The first is a global outlook. By this I mean not only that knowledge must be sought across and beyond confining borders of race, class, gender, religion, and nationality. I also mean global in the sense of an inclusive appreciation of the multifarious peoples, societies, and cultures, past and present, in this country and across the world, and what you can learn from them. In this wide definition of global lies an insistence that true knowledge necessarily involves engaging with as many perspectives as possible. In this definition, too, lies the realization that only by encountering and attempting to comprehend the origins, assumptions, and logics of perspectives that are different from — even repellent to — our own, can we adequately understand our own convictions. True learning, in short, requires broad exposure along as many parameters as possible. This type of "deep" diversity is not politically correct but educationally mandatory.

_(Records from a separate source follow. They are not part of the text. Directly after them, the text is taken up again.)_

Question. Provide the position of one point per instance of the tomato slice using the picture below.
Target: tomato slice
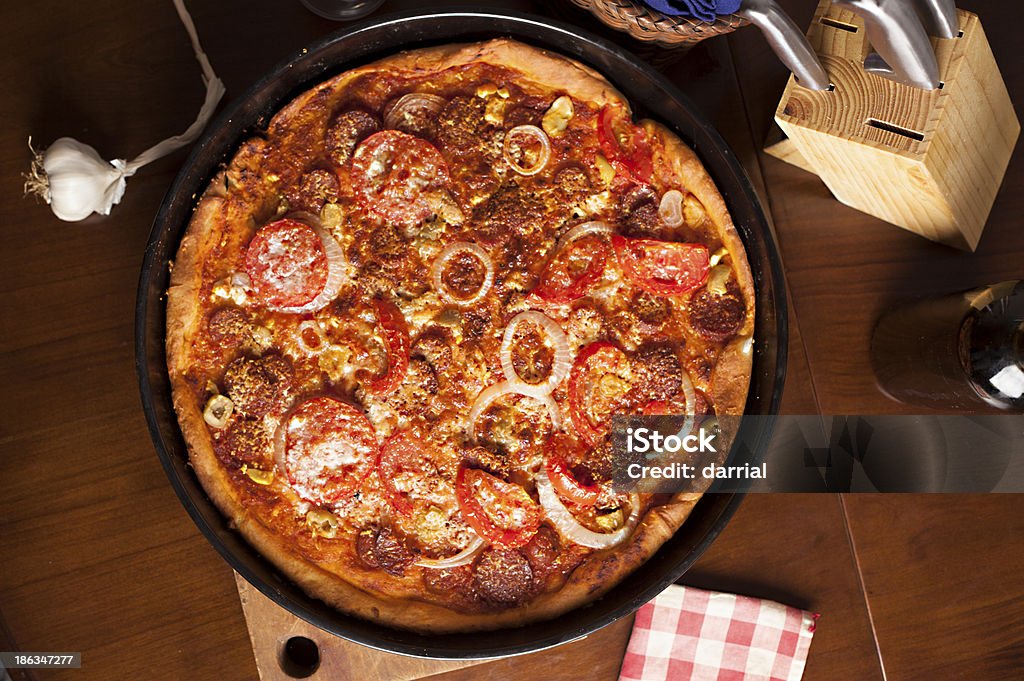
(395, 332)
(395, 174)
(625, 144)
(330, 448)
(573, 270)
(664, 268)
(562, 479)
(287, 264)
(593, 379)
(501, 512)
(402, 457)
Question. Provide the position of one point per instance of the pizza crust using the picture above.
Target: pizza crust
(599, 571)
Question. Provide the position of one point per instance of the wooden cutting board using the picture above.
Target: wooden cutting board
(271, 627)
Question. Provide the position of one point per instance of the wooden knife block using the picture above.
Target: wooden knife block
(930, 162)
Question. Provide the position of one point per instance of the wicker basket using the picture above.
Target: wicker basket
(644, 24)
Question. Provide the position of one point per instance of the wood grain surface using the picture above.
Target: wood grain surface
(96, 553)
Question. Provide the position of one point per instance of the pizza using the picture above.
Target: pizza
(403, 313)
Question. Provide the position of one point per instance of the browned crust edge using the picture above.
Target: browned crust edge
(598, 572)
(730, 380)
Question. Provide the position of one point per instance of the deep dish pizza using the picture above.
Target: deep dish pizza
(401, 318)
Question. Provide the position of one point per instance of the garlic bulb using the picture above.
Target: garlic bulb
(76, 181)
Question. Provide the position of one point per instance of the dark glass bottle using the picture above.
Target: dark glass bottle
(963, 351)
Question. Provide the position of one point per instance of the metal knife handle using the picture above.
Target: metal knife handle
(904, 52)
(939, 17)
(787, 41)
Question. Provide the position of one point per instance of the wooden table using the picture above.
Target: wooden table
(97, 555)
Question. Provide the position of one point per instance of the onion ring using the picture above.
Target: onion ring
(559, 368)
(408, 103)
(315, 328)
(671, 208)
(538, 135)
(584, 229)
(450, 252)
(461, 558)
(336, 262)
(691, 402)
(570, 528)
(488, 395)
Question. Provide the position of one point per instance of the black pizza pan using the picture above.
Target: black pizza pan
(651, 96)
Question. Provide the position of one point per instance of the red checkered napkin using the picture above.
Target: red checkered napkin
(687, 634)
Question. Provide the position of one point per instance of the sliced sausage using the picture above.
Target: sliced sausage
(256, 386)
(503, 577)
(246, 441)
(461, 122)
(345, 133)
(315, 188)
(542, 552)
(229, 326)
(657, 372)
(382, 548)
(716, 316)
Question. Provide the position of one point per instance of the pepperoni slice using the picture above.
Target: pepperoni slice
(330, 448)
(598, 380)
(716, 316)
(402, 459)
(503, 577)
(573, 271)
(626, 144)
(395, 331)
(563, 478)
(395, 174)
(664, 268)
(501, 512)
(287, 264)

Still, exposure to even a wealth of exciting, startling, even frightening perspectives does not by itself guarantee productive learning. It's a necessary but not sufficient condition, and so the second cluster of Swarthmore values is vital. This cluster is the creation of a structure of resolute but civil discussion, questioning, and debate. This is the kind of "respectful argument" (to borrow from the philosopher Martha Nussbaum) that can be combative but not conquering, for it seeks not to "win," but to explore, not to score points but to advance knowledge.
Third and finally, the advancement of knowledge in the ways I've outlined is inextricably linked, in the Swarthmore value system, with a concern for collective welfare, or, as it is often expressed, the "common good." This value does not deny the individual satisfaction, the real aesthetic pleasure, of learning. Rather, it asserts that a chief desired outcome of broad-ranging, rigorous conversations at the College is knowledge and skills that can and should be used for positive ends in the wider world.

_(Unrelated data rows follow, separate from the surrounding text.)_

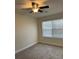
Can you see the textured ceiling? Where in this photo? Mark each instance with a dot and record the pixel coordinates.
(55, 6)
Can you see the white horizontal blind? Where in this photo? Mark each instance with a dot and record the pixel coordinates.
(52, 28)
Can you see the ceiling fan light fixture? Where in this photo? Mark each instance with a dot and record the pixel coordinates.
(35, 10)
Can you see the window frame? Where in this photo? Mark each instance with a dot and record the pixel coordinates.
(49, 37)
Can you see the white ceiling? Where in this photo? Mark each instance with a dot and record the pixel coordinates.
(55, 6)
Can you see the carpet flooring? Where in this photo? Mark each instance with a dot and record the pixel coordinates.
(41, 51)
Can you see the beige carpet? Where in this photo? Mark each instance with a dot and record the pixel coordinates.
(41, 51)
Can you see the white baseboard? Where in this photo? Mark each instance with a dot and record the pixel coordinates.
(26, 47)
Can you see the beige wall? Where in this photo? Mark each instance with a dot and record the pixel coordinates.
(52, 41)
(25, 31)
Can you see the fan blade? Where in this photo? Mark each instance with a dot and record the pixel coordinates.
(40, 10)
(44, 7)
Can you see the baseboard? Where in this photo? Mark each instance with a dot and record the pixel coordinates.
(25, 47)
(50, 44)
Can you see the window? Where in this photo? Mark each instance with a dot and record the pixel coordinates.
(53, 29)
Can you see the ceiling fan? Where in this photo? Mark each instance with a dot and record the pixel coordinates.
(35, 8)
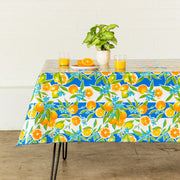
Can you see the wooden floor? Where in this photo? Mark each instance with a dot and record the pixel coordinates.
(90, 161)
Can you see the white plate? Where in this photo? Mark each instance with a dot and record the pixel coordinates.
(76, 67)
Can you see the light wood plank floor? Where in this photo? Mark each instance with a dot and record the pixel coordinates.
(89, 161)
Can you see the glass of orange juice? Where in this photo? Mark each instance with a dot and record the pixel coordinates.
(64, 59)
(120, 62)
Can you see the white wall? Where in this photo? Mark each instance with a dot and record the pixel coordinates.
(32, 31)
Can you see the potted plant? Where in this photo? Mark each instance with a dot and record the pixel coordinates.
(102, 37)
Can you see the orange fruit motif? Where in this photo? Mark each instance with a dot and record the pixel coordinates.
(160, 105)
(113, 121)
(37, 134)
(120, 123)
(145, 120)
(132, 139)
(44, 122)
(156, 132)
(115, 87)
(54, 115)
(106, 73)
(91, 105)
(123, 115)
(54, 87)
(175, 73)
(157, 72)
(158, 92)
(75, 120)
(73, 109)
(100, 112)
(177, 106)
(87, 62)
(174, 133)
(142, 89)
(169, 112)
(32, 113)
(133, 76)
(105, 132)
(142, 109)
(124, 87)
(79, 62)
(87, 132)
(73, 89)
(45, 87)
(64, 78)
(63, 139)
(108, 106)
(51, 123)
(39, 107)
(87, 73)
(88, 92)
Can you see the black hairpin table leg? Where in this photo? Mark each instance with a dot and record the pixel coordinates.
(64, 150)
(57, 161)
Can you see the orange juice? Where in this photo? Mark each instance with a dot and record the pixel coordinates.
(64, 62)
(120, 64)
(119, 70)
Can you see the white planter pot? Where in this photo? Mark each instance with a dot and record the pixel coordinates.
(103, 57)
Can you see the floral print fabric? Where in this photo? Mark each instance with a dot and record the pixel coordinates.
(104, 107)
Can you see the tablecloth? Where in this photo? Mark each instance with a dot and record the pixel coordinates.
(103, 107)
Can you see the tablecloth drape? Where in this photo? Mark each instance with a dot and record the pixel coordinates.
(103, 107)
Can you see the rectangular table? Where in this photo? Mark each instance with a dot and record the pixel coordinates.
(139, 105)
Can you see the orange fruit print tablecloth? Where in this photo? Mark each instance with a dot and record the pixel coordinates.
(103, 107)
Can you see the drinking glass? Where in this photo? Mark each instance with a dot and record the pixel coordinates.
(64, 58)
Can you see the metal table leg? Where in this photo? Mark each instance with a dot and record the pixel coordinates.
(64, 155)
(57, 161)
(64, 150)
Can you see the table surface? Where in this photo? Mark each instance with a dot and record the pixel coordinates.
(132, 65)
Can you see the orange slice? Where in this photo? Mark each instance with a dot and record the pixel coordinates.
(79, 62)
(87, 62)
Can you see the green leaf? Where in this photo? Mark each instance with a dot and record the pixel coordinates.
(168, 79)
(114, 40)
(167, 88)
(160, 116)
(174, 80)
(133, 88)
(99, 79)
(64, 88)
(140, 79)
(165, 123)
(65, 115)
(100, 97)
(90, 116)
(169, 97)
(137, 133)
(104, 80)
(95, 41)
(108, 99)
(40, 100)
(107, 35)
(151, 85)
(48, 113)
(134, 115)
(102, 107)
(96, 88)
(95, 123)
(111, 26)
(70, 79)
(68, 133)
(82, 85)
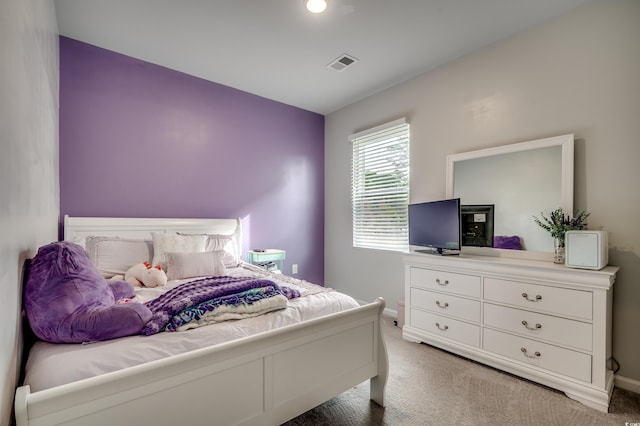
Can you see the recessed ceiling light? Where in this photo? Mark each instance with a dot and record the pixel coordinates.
(315, 6)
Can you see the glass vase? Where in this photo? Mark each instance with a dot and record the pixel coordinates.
(558, 250)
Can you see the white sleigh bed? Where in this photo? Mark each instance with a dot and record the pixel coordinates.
(259, 379)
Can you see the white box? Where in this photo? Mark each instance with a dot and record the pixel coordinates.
(586, 249)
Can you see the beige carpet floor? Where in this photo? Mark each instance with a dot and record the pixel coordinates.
(428, 386)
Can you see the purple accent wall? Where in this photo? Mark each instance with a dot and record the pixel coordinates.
(140, 140)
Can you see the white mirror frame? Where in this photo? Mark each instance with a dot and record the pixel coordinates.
(565, 142)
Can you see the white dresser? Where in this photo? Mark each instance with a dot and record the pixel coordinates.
(538, 320)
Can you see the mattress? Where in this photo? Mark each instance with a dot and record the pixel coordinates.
(54, 364)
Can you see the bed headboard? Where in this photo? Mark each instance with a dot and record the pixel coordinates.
(77, 229)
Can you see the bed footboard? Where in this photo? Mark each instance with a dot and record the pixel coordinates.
(263, 379)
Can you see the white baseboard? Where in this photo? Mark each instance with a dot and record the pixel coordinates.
(627, 384)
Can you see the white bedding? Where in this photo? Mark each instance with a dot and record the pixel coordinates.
(50, 365)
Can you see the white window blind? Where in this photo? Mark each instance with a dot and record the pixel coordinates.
(380, 186)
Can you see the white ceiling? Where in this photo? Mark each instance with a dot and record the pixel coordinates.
(278, 50)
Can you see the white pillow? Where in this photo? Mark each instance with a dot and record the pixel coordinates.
(226, 243)
(172, 242)
(187, 265)
(114, 256)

To be sure, these values are not always, and perhaps in your view not sufficiently, exemplified in and by the College. Moreover, they are not static. Though they are now central to the College's mission, they have emerged over time, taken on new urgency, required new understandings and means of implementation. And they are not abstract statements, facile to proclaim and requiring only unthinking and effortless consent. Rather, they are values embedded in pedagogic and community practices.
For at the end of the day, of course, it is the practices that values motivate that matter the most. It's not sufficient for you to know what you should do if you don't do it. It's also easier, we know all too well, to trumpet values than to live by them. But here I think that you have an edge. The values that I've emphasized have certainly been articulated at the College. But they have been more than words. They have been manifest in programs, made part of your educational experience. You have, in short, already been living by these values.
I'm too much of a historian, too aware of the play of contingency, to assure you that exemplifying the core values you have experienced at Swarthmore will guarantee you anything in the future. But I will affirm that welcoming difference, engaging in respectful argument, and attending to civic responsibility make more likely a successful passage to a life that I believe you and the larger society will find richly satisfying.